People of God, the glory of our ever-loving and astonishing God is revealed every day in nature and among God’s people – yes, you and me.

And it is our work to magnify that beauty and magnificence – to reflect it so that all the world can see God’s mercy and righteousness and beauty and magnificence. We are like mirrors, reflecting the sun. Mirrors have to be smooth just as the wilderness has to be prepared. Our rough edges get in the way of God’s glory being revealed in our world. Our work is to allow God to transform us more and more into the image of God, more and more into the people we were created to be. Remember the words of Thomas Merton, “There is no way of telling people that they are all walking around shining like the sun.”

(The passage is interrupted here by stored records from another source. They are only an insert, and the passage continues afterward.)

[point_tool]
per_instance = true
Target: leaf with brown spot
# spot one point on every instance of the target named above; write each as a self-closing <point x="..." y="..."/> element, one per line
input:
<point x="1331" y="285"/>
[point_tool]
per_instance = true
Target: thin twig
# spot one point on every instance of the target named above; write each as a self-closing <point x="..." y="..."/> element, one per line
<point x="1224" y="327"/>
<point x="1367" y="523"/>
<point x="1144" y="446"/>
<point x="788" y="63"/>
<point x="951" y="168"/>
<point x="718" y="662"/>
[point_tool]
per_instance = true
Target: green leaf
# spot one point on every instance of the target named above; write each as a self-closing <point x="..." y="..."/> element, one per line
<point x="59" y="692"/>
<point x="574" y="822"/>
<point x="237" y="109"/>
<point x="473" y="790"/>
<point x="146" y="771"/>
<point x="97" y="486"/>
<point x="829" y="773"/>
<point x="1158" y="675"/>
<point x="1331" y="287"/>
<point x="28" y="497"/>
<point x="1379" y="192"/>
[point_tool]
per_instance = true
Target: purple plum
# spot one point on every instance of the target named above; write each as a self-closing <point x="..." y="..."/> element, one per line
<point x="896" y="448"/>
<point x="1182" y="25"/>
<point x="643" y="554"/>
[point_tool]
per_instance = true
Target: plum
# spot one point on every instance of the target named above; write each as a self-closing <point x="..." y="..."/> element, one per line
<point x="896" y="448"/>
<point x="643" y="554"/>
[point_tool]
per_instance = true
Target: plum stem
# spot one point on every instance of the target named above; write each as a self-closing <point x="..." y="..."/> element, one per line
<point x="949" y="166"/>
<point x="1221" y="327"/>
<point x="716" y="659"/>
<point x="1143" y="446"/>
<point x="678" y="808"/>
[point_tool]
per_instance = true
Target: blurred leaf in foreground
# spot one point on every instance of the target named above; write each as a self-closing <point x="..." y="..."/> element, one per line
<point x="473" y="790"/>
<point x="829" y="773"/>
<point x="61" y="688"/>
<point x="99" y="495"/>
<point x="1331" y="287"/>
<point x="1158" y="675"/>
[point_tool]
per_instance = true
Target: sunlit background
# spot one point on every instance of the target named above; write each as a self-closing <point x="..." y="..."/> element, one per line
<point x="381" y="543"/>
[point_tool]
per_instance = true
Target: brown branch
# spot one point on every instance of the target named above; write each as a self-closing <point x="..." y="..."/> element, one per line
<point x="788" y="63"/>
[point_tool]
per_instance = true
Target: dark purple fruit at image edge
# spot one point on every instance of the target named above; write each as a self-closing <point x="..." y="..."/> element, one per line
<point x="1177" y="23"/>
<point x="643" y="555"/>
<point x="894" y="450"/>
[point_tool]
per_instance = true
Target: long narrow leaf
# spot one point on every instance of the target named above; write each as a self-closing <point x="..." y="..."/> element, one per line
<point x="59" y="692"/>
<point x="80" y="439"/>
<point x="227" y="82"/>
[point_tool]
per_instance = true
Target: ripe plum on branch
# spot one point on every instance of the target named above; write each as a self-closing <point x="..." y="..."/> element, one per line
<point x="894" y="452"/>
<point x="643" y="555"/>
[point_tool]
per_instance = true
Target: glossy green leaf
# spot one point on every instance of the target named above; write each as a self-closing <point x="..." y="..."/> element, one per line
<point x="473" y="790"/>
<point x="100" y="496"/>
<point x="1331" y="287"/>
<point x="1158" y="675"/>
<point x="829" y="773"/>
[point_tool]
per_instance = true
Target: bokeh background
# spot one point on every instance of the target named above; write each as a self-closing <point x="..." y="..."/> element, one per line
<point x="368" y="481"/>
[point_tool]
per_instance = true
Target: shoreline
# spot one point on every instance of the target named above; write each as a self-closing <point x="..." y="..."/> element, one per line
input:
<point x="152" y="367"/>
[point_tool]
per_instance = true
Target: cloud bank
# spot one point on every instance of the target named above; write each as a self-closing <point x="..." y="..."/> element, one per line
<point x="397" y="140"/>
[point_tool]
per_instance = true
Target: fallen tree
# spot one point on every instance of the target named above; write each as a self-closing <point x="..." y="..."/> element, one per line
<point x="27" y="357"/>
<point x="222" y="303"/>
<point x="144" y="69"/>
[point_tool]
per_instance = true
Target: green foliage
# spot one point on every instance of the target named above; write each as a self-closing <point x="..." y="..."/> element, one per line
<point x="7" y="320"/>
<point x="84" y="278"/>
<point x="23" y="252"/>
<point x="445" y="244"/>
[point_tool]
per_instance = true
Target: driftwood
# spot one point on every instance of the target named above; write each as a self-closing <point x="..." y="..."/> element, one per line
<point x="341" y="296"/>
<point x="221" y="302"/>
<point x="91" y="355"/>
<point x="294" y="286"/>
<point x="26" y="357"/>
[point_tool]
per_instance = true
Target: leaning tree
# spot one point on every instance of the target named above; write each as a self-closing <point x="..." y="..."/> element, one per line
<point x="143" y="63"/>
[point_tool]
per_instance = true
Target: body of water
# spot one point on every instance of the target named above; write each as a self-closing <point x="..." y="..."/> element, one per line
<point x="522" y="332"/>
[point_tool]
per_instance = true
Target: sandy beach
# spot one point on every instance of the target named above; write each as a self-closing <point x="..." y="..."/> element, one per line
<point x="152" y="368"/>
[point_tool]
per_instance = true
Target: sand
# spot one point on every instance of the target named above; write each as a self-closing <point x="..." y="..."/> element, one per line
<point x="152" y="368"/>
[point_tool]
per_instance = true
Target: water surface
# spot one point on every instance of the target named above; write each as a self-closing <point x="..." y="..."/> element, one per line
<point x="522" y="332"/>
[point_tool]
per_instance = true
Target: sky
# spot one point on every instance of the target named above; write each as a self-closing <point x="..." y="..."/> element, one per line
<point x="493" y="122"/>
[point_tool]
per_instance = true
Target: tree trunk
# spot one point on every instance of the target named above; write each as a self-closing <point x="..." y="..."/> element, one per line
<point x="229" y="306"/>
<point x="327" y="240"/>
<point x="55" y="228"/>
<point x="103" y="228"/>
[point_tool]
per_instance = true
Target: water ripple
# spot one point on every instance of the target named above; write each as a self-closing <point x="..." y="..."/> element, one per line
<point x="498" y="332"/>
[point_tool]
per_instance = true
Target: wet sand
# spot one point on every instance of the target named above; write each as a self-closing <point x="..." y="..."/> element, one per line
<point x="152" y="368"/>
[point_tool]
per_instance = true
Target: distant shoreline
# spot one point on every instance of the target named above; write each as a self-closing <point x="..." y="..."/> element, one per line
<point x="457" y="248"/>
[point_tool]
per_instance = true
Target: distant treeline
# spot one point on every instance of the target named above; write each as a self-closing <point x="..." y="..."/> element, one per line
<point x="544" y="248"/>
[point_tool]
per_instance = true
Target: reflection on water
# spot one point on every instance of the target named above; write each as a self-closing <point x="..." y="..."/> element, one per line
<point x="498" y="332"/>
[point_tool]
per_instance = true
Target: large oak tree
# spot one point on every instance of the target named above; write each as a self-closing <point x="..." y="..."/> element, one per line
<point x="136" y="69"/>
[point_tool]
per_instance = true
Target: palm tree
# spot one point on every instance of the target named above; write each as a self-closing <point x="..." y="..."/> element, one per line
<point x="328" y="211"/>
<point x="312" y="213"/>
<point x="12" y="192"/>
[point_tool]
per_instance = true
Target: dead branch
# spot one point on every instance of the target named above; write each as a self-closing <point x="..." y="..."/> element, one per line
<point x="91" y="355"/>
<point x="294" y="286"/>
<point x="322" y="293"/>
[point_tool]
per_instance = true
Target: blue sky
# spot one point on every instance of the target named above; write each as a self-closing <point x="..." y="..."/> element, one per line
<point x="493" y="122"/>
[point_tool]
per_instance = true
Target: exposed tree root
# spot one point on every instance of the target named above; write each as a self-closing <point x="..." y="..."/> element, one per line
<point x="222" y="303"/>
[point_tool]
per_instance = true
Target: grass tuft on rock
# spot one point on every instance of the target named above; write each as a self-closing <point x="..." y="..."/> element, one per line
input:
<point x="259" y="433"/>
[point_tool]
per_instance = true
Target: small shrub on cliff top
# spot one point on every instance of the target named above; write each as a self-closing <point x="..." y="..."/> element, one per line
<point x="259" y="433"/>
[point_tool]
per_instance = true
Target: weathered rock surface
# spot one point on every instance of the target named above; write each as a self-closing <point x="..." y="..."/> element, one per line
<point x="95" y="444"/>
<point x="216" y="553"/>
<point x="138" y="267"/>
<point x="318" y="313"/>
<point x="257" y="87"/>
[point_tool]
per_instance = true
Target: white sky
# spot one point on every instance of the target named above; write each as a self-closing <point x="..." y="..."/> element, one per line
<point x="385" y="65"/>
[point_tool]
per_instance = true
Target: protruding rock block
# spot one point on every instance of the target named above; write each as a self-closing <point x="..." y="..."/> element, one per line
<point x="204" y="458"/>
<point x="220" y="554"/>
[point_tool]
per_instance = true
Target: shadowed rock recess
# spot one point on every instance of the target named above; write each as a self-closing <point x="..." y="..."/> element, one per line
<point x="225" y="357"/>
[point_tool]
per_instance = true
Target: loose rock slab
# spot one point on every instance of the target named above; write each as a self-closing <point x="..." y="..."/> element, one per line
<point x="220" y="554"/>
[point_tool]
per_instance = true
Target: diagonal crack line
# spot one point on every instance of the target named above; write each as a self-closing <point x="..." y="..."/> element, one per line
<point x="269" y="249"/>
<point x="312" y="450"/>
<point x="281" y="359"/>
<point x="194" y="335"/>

Walking around shining like the sun. That is what it means to prepare God’s way – it means to be who we really are. The glory of God is revealed as we step onto the highway that God is preparing for God’s children.    

In our Advent course on Thursday, we looked at the passage in Romans 8 where Paul tells us that “the creation waits in eager expectation for the children of God to be revealed.” (Romans 8:19). The creation is waiting, eagerly, for us to realize that we are the daughters and sons of the living God and to start living that way. To start reflecting the glory of God in the righteousness and mercy we show, in the joy we share, in the astonishing knowledge that God loves us through and through.

Someone once told me that the guardian angel of St. Benedict’s is named Gloria. Isn’t that wonderful – to think that we are overlighted by an angelic being whose very name reflects God’s glory.

In our worship we glorify God as we praise God’s magnificence and beauty. Worship is an expression of our love and also a way in which we experience God’s love more directly. God’s glory is also God’s self-giving love. This is the underlying message of John’s gospel which describes Jesus’ life and his death as glorifying God (John 27: 1-5). 

It is all about God’s glory and reflecting that magnificence and beauty. Which is also all about worship. Which is also all about love.

Which brings us back to John the Baptizer because in order to become the people we are made to be, in order to show God’s image, we have to repent. We have to turn away from our self-centered ways and re-center ourselves in Christ. This process of repenting and re-centering is an ongoing journey because we are always being challenged. The more we allow the Holy Spirit to transform us, the more we listen to God’s word, the more we intentionally praise and glorify God, the more we find places in ourselves that need to be transformed. Places that need to be levelled. And then it is time again to offer the places of hurt, the unhealed places, the unholy places, to God.

Before I close, let me remind us that these Bible passages were not written for individuals but for the people of God, the whole society of Israel. It was the collective community that was to transform in such a way that it could show forth God’s glory. 

It is only too evident how far we are from showing God’s glory as a country, one nation under God. It is easy for us to turn away from the pain and the conflicts and individualize these readings, as I have done this morning. But as citizens of this world as well as citizens of heaven, we are called to work to create an equal and fair society where everyone can experience God’s mercy and righteousness, ‘Then the glory of the Lord shall be revealed, and all people shall see it together, for the mouth of the Lord has spoken.’

May God grant us the serenity to accept the things we cannot change, the strength and the courage to change the things we can, and the wisdom to know the difference.